Les chevaliers à l'armure verte
sixième partie
Dans la confusion qui s’ensuivit, nul ne vit la sorcière Domenech s’introduire nuitamment dans le château de Geoffroy Guichard et en ressortir, dissimulant mal sous sa chasuble la caisse en ébène qu’elle emmena avec elle à Lyon et confia à son homme de confiance, un petit personnage qu’on appelait Aulas. « Sois patient, lui dit-elle, attends ton heure et un jour, je t’enseignerai la magie de la caisse en ébène. »
Dans le Forez, comme souvent en pareilles circonstances, l’heure était aux règlements de comptes, aux manigances, aux coups tordus. La dynastie des Guichard n’avait pas survécu à l’affaire. Certes, le château à l’anglaise s’élevait toujours non loin des collines de l’Etrat, en bordure du chemin qui menait par-delà les frontières du royaume et les gens du pays, avec respect, le désignaient encore du nom de Geoffroy Guichard. Mais des âmes faibles, attirées par l’appât du gain, se déchiraient le long du cours Fauriel pour tenter de contrôler la compagnie du Forez.
Certes, les riches heures des chevaliers en armure verte appartenaient sans doute au passé, mais dans les limites du petit royaume, la compagnie et ses nouveaux combattants, moins bien nourris, moins bien logés, attiraient encore pourtant les convoitises.
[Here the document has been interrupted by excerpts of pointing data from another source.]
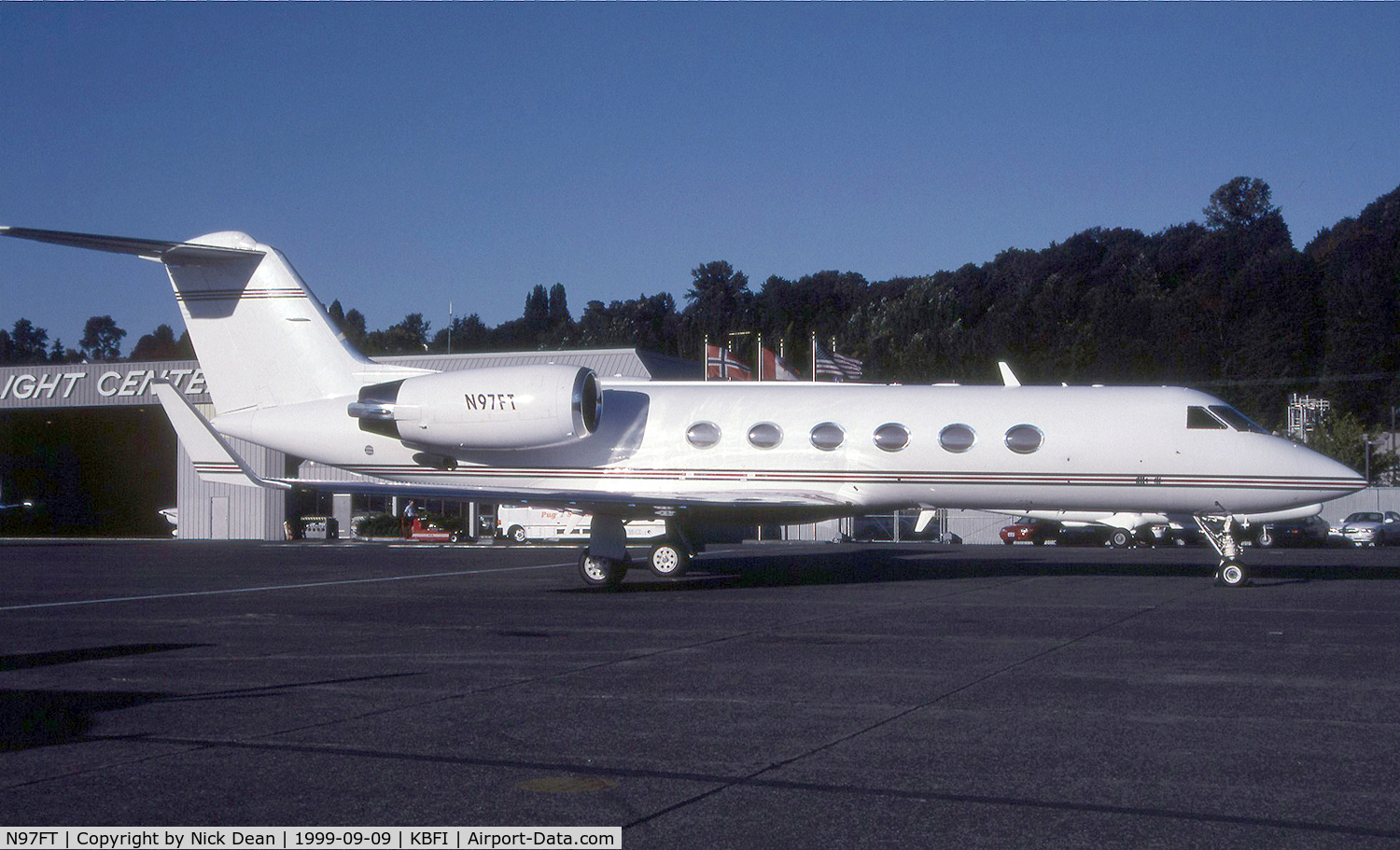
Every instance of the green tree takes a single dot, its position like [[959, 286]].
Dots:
[[28, 343], [1238, 203], [720, 301], [161, 344], [101, 339], [409, 336]]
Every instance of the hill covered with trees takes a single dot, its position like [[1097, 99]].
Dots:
[[1228, 304]]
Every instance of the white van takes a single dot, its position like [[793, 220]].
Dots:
[[521, 523]]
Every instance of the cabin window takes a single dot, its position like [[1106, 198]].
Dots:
[[828, 436], [957, 439], [890, 436], [1200, 417], [1024, 439], [764, 435], [703, 435], [1237, 419]]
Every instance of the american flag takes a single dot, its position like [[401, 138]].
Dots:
[[837, 366]]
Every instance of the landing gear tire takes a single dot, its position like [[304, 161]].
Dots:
[[1231, 575], [601, 572], [669, 561]]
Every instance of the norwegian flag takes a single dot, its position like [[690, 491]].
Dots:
[[721, 364]]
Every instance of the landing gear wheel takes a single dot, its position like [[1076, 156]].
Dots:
[[669, 561], [601, 572], [1231, 575]]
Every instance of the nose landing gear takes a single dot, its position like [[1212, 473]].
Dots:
[[1231, 570]]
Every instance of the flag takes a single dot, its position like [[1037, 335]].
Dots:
[[775, 367], [837, 366], [720, 363]]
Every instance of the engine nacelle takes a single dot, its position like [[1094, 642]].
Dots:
[[497, 408]]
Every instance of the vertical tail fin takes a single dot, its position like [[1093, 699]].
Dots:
[[260, 336]]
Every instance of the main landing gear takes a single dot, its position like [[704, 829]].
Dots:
[[601, 572], [666, 561], [605, 562], [1231, 570]]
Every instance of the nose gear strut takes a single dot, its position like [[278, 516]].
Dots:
[[1231, 570]]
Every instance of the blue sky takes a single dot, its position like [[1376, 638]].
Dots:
[[406, 156]]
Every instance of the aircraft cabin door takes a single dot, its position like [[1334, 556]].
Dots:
[[218, 519]]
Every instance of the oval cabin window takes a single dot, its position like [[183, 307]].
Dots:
[[703, 435], [1024, 439], [828, 436], [764, 435], [957, 439], [890, 436]]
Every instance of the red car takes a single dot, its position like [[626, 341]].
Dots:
[[1029, 531]]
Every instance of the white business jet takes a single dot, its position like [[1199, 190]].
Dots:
[[692, 453]]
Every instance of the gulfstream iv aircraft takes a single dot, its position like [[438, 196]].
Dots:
[[692, 453]]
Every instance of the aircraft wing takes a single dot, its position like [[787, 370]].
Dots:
[[153, 249], [632, 503], [215, 460]]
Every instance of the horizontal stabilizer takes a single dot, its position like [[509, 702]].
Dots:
[[154, 249], [213, 458]]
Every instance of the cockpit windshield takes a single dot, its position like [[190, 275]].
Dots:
[[1238, 420], [1218, 417]]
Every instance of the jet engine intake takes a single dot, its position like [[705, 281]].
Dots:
[[496, 408]]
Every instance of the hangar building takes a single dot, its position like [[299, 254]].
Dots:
[[91, 447]]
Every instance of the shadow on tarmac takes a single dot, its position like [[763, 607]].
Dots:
[[889, 564]]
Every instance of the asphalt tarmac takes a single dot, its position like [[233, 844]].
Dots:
[[797, 696]]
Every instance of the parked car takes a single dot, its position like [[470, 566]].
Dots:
[[1372, 528], [1029, 531], [1088, 534], [1309, 531]]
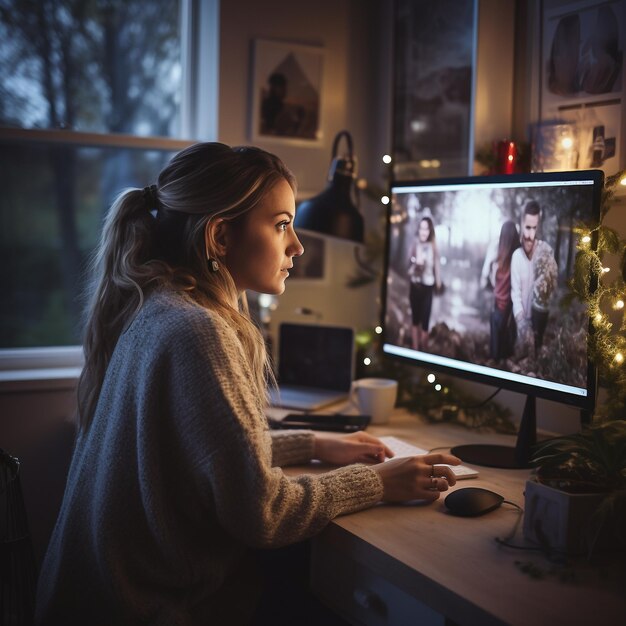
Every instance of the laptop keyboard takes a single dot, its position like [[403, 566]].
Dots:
[[403, 449]]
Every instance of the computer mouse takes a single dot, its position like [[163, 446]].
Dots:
[[472, 501]]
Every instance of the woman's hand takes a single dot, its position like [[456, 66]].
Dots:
[[356, 447], [416, 477]]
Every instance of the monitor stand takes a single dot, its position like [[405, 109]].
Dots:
[[505, 457]]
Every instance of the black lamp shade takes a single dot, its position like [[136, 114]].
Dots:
[[332, 212]]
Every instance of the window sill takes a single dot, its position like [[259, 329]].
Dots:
[[40, 369], [57, 378]]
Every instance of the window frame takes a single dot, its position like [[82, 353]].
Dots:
[[59, 366]]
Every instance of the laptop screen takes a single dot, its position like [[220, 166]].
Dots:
[[316, 356]]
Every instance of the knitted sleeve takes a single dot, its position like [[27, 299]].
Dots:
[[291, 447], [224, 436]]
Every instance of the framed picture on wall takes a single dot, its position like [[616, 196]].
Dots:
[[286, 103], [434, 67], [582, 82]]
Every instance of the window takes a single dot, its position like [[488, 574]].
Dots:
[[95, 96]]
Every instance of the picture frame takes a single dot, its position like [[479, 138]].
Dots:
[[582, 79], [287, 93], [433, 92]]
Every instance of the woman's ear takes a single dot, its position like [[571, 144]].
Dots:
[[216, 237]]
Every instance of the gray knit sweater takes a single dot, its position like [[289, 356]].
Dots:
[[176, 476]]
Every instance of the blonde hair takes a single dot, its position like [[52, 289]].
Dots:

Commander la compagnie, pensaient ces âmes fragiles, c’était contrôler le Forez, s'assurer la meilleure table dans les gargotes de la ville, s’attirer la galante compagnie des plus belles filles, obtenir les louanges des chroniqueurs du royaume, avoir crédit illimité dans les débits de boisson et les cercles de jeu.
Des années durant, Grand chambellan incontesté, Roger le Rocher avait régné sans partage sur la compagnie. Ses successeurs furent plus éphémères. Certains ne tinrent pas même trois mois. Loin de concentrer leur tâche sur de possibles succès à venir, ils devaient employer le plus clair de leur temps à déjouer les complots qui se tramaient contre eux.